There are currently around 20 gasholders remaining in the Greater London area. Over the last two centuries, they’ve become the backdrop of everyday life as well as standout elements in the capital’s urban landscape.
The series is called Ruin or Rust because with my work I want to put forward a question to the public: are these structures ruins, in the romantic sense of the ruins depicted by the painters of the Picturesque art movement of the 18th century, or they are just rust that deserves to be demolished and replaced with new developments? My goal is to document their presence and investigate their role and integration in contemporary society and the urban fabric.
You are one of the founders of Mass Collective, ‘a collective of photographers documenting the built environment.’ How has being part of a creative community influenced your work?
I decided to start Mass Collective in 2019 with Henry Woide and Luca Piffaretti. We gathered a small group of photographers to create a space where we could meet and discuss architectural photography in London. The group has grown very quickly and now we are connected with about 100 London-based photographers who document the built environment. We’re also in touch with many other photographers around the world. This quick growth shows the need for photographers to be part of a community because most of the time we work individually and don’t get the opportunity to share our experiences with like-minded professionals.
Being connected to such a dynamic and creative community is certainly influencing my work both on the creative and business side. I’d encourage the photographers out there committed to the documentation of the built environment to get in touch with us.
Why do you take pictures and what drew you to photographing places and buildings?
Photography has always been a tool that I’ve used to complement my architectural studies and work, but at a certain point I wanted to evolve my passion into a full-time job so I gradually switched from architecture to photography.
I take pictures of buildings because it’s the way architecture is most widely consumed today. Photography allows the public to know and study a building or space even if they don’t have the opportunity to travel the world and visit it in person. I also find it extremely fascinating to see how the same building can be photographed by different photographers and be shown in a completely different way. It demonstrates that photography is an essential tool for the spread of architecture. It’s key to remember however, the ultimate way to understand the built environment is through direct experience.
Julius Shulman once said: ‘Architects live and die by the images that are taken of their work, as these images alone are what most people see. For every person who visits a private house, there are maybe 10,000 who only view it as a photo. This was true 50 years ago and is even more valid today where the distribution happens mainly through the internet.’
How do you balance your commercial and personal photographic projects?
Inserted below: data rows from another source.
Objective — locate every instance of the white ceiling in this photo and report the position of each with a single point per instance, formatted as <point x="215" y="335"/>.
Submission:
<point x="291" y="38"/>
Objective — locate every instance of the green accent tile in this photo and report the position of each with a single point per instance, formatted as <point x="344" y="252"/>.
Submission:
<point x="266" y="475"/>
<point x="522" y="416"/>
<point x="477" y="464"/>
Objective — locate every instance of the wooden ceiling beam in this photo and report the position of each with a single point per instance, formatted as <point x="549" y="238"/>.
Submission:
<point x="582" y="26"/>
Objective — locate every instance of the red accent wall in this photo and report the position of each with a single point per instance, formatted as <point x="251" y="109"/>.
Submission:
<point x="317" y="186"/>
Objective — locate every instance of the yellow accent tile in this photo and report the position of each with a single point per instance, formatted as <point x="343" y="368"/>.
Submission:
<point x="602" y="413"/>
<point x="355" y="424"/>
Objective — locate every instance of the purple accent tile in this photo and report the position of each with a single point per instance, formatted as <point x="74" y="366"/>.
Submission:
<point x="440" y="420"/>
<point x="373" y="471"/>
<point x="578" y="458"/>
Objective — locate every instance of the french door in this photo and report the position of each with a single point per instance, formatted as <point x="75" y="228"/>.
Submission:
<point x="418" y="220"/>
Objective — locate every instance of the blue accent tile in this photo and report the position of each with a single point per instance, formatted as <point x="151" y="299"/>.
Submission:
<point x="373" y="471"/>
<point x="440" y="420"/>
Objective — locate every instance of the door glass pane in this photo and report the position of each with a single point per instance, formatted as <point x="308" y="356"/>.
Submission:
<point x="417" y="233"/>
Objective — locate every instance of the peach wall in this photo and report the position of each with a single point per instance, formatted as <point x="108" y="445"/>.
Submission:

This is a tricky one, it really depends on the specific project. It’s relatively easy for short term projects, but I’m more prone to those that are longer term, which have to be carried out in my spare time. With Ruin or Rust in particular, it’s been quite difficult to find the balance. I decided to give a stylistic consistency throughout the series, so shooting always with overcast skies, which not always coincided with my time off. I usually had to go several times to a location to obtain the shots I wanted. It took me more than two years to work on the series and it’s not completed yet. There are a few gasholders left that I would like to document. Hopefully I’ll manage to do that before they are taken down.
As an architectural photographer, what appeals about having your work published on Instagram?
I’m generally not a big fan of social media, but I appreciate that today Instagram is a great tool to show your work and connect with people that it would otherwise be impossible to reach.
On Instagram there is a big community of architectural photographers and it’s always a great source of inspiration. There are also many architects publishing their work, so it’s also a good resource to find about new projects and subjects to photograph.
Has there been one particular photographer or body of work that's made an impression on your practice?
It’s hard to name a single one, I would say that I have a series of photographers that inspire me because of a particular facet of their work. Going back in time, Bernd and Hilla Becher, the founders of the Düsseldorf School, surely inspired my work on the London gasholders. I love the way Iwan Baan captures the relationship between the built environment and the people living within it. Gabriele Basilico’s way of capturing the soul of a city and the urban/industrial environment is unique and his body of work is impressive.
I could go on for hours, in general I also admire those photographers that today are managing to bring back analog photography in their commissioned work and can explain to their clients the value of slowness in photography as it originally was, in contrast with what is today’s trend.